Teradata Statistics – The USING option in Teradata 14
Teradata 14.00 comes with three improvements, allowing you to tailor the collection of statistics more specifically to your needs:
COLLECT STATISTICS USING SAMPLE n PERCENT COLUMN(column_name) ON table_name;
COLLECT STATISTICS USING MAXINTERBALS n COLUMN(column_name) ON table_name;
COLLECT STATISTICS USING MAXVALUELENGTH n COLUMN(column_name) ON table_name;
The USING SAMPLE option
Although SAMPLE statistics have been available for a while, one global percentage of table rows to be used for sampling was set for all statistics. Starting with Teradata 14.00, you can set a different sample size for each collection statement.

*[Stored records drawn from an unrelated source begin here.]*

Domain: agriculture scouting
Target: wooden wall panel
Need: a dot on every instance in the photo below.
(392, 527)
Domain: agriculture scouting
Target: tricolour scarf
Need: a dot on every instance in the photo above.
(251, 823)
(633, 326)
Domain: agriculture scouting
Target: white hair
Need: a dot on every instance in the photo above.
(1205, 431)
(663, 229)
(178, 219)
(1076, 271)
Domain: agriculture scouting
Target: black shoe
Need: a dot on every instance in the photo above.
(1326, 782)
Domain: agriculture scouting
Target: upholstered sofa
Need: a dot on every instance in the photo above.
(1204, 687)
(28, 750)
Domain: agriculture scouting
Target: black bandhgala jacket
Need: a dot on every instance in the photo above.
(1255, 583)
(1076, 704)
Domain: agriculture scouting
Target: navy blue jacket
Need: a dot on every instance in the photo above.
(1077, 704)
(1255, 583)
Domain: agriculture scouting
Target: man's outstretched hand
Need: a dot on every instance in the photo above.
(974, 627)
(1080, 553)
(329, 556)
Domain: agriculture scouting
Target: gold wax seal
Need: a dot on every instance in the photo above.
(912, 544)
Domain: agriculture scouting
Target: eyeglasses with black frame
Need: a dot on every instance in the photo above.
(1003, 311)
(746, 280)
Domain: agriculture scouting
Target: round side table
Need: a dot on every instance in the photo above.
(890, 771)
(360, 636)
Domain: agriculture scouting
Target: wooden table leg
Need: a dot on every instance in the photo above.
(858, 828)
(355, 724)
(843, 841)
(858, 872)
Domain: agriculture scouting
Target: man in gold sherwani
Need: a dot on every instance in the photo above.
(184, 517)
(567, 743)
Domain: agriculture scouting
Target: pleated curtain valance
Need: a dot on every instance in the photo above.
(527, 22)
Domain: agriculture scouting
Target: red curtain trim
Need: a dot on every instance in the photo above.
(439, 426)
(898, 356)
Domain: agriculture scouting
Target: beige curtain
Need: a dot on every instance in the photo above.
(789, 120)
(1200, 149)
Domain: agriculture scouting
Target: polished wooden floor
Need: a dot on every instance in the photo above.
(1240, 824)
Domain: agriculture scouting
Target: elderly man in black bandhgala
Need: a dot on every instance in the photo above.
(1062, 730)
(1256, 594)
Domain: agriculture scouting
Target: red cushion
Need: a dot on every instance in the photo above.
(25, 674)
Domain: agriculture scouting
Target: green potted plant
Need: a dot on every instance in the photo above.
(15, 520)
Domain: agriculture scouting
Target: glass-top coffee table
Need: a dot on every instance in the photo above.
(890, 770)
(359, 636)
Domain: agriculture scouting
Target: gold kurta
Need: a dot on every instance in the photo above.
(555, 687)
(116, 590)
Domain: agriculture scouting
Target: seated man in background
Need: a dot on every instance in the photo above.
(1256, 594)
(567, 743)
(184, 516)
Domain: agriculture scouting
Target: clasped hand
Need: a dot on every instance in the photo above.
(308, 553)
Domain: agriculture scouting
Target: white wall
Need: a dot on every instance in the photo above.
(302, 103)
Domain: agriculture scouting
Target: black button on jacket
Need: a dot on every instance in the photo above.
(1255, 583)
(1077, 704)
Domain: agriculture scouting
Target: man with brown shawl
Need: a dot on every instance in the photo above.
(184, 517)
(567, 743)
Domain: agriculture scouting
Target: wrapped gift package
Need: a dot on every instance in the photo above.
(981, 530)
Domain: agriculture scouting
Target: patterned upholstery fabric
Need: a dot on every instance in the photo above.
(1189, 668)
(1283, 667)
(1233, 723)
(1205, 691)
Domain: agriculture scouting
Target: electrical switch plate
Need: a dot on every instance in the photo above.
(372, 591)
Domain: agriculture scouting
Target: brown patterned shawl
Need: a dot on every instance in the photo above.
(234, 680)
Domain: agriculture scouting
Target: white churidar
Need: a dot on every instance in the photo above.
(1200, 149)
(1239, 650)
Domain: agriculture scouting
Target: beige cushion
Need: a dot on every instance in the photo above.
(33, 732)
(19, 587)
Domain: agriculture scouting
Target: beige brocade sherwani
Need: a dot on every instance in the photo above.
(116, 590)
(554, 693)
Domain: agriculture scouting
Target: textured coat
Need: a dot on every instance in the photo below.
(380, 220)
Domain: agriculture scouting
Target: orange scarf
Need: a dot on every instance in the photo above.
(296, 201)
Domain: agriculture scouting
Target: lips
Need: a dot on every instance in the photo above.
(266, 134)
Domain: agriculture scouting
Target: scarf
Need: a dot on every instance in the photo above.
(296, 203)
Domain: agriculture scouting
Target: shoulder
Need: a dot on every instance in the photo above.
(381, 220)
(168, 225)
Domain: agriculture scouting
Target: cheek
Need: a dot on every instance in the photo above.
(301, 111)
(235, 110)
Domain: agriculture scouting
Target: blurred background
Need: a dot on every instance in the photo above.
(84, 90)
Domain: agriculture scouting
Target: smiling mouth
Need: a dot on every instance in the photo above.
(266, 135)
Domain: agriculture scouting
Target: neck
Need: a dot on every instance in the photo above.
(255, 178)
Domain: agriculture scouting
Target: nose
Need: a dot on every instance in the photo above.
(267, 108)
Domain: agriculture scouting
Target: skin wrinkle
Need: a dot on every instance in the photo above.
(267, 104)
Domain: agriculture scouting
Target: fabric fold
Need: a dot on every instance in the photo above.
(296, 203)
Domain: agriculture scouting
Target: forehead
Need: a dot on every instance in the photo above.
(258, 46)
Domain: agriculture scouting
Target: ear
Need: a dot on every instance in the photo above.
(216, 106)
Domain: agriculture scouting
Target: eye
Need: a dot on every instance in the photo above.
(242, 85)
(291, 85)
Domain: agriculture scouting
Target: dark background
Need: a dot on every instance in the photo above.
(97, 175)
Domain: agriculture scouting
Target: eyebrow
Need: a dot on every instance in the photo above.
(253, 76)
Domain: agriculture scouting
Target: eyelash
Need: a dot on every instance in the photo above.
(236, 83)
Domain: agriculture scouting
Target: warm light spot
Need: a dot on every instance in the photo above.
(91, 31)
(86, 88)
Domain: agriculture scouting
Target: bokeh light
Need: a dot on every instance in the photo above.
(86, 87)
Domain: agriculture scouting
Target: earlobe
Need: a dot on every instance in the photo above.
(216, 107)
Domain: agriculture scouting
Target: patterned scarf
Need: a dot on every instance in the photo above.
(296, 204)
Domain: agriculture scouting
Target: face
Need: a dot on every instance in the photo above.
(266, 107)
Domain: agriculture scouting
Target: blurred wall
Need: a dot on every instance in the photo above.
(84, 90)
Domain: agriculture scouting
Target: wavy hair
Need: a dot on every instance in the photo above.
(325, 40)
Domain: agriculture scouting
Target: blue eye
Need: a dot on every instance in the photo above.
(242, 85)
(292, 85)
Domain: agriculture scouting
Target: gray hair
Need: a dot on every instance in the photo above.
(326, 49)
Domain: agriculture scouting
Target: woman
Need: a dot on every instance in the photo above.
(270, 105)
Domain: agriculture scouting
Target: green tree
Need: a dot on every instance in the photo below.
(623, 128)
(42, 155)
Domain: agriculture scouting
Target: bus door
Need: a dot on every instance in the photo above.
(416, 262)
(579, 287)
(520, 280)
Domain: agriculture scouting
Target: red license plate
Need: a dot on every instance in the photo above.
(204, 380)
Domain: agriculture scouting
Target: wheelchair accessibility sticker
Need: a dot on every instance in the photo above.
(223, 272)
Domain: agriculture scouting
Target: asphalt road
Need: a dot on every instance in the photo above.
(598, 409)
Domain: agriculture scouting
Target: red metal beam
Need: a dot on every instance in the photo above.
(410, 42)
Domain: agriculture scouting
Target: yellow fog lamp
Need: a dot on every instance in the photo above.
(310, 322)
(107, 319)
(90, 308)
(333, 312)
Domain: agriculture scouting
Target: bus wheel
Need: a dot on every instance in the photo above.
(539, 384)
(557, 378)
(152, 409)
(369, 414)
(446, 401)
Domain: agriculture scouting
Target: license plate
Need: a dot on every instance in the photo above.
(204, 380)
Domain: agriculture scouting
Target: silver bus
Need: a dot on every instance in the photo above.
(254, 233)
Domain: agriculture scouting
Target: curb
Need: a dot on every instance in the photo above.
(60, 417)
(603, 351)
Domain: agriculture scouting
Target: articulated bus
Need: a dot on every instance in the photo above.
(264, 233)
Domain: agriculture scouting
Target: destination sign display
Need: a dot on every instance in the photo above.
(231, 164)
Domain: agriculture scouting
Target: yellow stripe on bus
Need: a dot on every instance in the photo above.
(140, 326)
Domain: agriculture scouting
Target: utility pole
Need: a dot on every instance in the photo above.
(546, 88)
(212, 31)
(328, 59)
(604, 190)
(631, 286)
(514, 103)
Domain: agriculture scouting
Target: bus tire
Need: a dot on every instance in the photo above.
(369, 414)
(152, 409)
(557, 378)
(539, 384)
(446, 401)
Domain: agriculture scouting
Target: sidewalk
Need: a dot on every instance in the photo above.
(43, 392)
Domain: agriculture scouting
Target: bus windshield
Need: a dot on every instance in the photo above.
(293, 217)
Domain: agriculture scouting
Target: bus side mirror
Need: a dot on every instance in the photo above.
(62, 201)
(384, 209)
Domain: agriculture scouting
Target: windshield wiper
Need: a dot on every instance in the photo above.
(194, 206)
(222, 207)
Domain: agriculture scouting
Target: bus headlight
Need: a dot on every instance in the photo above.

The USING MAXVALUELENGTH option
There is a restriction on how many bytes of a column (starting with the most-left character) are considered when creating the Teradata statistics information.
Teradata 14.00 shifted the threshold of differentiation between individual row entries from 16 to 25 bytes, but still the columns consuming more bytes, are being regarded as equal. Furthermore, in the case of character columns, no padding with spaces takes place anymore. Padding unnecessarily took space before Teradata 14.00 and occurred for all row entries consuming fewer than the threshold level of bytes.
Even if the default value is now 25 bytes, you may be confronted with wider columns – such as VARCHAR(2000) – where the majority of entries differ in details at the far right end of the string.
Capturing the true difference between such entries requires that all characters from a position beyond 25 and up to 2000 should be considered for histogram creation, etc. In such cases, the MAXVALUELENGTH option is useful, by allowing you to increase the number of considered bytes.
The USING MAXINTERVALS option
Another new Teradata statistics feature is related to the number of intervals being used for building the statistics histogram. In such a histogram, each interval contains the most frequent value plus the record count for this value available in the interval.
While in previous releases the histogram class number was a fixed value (default value currently on Teradata 14 is 250 intervals), now you can choose a value between 0 and 500. Why might it be useful to change the number of intervals?
Slicing the standard histogram finer, i.e. allowing for more classes, increases the likelihood of catching local concentrations of values. This will be of great help for the optimizer when the overall distribution of row entries shows many local sharp peaks and valleys narrowly concentrated on a small area of the entire range of possible values. Catching them all in one histogram class is somewhat distorting.